# (DT) Segment 31: A Tale of Model Selection

(diff) ← Older revision | Latest revision (diff) | Newer revision → (diff)

## To Calculate

Question 1: Putting on my filtering-glasses, the data seems to follow a continuous profile which seems to vary slowly over a period of 1000 minutes, and therefore I expect measurement points close to each other in time to not yield data too far away from each other. Therefore, to estimate the measurement error, I group the data into clusters of $\displaystyle n\in \{5, 10, 20, 40, 50\}$ measurement points, and then assume that the measurement for each cluster should have ideally yielded a single value (estimated as the mean of the cluster). The measurement error is then estimated as the mean of standard deviations calculated for each cluster.
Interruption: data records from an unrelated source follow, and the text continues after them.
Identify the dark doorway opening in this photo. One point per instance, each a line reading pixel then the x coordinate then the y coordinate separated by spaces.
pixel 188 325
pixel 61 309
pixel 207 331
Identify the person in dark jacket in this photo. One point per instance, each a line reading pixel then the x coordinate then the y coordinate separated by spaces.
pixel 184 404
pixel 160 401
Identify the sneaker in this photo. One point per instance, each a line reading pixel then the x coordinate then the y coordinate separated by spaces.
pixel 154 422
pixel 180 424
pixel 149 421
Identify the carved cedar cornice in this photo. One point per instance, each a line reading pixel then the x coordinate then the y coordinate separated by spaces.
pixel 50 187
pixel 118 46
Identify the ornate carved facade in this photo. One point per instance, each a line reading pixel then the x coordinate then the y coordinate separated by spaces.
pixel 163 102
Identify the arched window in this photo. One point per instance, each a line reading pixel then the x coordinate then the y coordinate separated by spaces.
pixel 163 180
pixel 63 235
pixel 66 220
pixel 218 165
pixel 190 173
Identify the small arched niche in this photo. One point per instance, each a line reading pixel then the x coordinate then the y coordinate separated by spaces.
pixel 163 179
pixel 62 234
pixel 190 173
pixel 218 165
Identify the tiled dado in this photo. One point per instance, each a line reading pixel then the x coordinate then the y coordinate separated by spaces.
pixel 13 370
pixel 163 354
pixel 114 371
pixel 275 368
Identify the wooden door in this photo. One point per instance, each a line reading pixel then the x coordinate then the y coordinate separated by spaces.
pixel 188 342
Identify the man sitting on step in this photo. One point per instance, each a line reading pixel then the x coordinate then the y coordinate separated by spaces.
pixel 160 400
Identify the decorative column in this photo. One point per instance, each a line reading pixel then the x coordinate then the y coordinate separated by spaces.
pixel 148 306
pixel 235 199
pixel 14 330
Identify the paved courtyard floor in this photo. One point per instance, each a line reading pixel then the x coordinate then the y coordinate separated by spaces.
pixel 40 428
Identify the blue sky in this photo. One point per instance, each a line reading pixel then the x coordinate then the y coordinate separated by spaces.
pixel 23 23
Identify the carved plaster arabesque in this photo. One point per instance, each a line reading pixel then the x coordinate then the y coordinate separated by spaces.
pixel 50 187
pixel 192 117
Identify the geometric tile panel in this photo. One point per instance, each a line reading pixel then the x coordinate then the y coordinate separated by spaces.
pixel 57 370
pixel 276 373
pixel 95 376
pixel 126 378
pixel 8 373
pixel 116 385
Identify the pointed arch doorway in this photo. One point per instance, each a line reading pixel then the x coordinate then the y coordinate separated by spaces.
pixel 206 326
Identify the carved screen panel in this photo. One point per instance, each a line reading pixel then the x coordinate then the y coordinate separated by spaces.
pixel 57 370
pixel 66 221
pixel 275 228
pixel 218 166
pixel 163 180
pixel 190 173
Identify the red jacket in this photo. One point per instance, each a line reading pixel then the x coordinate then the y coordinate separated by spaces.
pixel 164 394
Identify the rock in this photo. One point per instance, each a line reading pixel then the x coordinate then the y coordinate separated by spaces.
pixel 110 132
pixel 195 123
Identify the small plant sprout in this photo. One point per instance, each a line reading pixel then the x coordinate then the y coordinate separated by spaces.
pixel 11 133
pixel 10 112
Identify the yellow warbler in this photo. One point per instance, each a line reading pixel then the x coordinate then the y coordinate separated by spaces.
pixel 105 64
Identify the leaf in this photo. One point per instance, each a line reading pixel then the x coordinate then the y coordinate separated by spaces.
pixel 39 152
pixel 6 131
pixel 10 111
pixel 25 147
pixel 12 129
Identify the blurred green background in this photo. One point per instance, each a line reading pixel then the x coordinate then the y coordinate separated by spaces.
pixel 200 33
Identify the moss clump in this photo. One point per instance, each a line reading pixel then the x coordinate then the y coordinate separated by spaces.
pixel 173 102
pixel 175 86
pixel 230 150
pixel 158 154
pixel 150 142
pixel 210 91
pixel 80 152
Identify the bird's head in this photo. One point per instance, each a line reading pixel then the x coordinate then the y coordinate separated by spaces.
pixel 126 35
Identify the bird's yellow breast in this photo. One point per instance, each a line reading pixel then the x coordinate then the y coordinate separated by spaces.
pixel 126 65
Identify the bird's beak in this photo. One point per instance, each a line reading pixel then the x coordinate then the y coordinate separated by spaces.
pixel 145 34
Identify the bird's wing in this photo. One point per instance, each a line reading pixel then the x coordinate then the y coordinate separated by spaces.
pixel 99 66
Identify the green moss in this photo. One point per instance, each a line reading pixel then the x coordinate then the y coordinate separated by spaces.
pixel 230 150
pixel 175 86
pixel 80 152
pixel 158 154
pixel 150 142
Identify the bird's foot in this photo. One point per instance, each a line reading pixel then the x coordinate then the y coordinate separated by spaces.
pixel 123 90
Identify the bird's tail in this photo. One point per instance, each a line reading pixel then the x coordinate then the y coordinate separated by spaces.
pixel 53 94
This yields the following values:

             $\displaystyle (n,\sigma) \in \{(5,4.67),(10,4.81),(20,4.92),(40,4.99),(50,5.14)\}\;,$



and the following plot,




I would therefore estimate the measurement error to be $\displaystyle \approx 5$ in the eyeball-norm.

Question 2 and 3: My guesses for the models and the $\displaystyle \chi^2$ values computed using the fit are:

• Sum of two sines: 5.5983e+3,
• Sum of two Gaussians: 4.5002e+3,
• Sum of three sines: 5.2946e+03.

Question 4: The first two models have the least number of parameters, and therefore the sum of two Gaussians seems to win the model fitting contest. Going from the first model to the third model, the number of parameters is increased by 3, and the decrease in $\displaystyle \chi^2$ obtained is $\displaystyle \approx 300\;,$ thereby justifying the increase in number of parameters irrespective of whether AIC or BIC is used.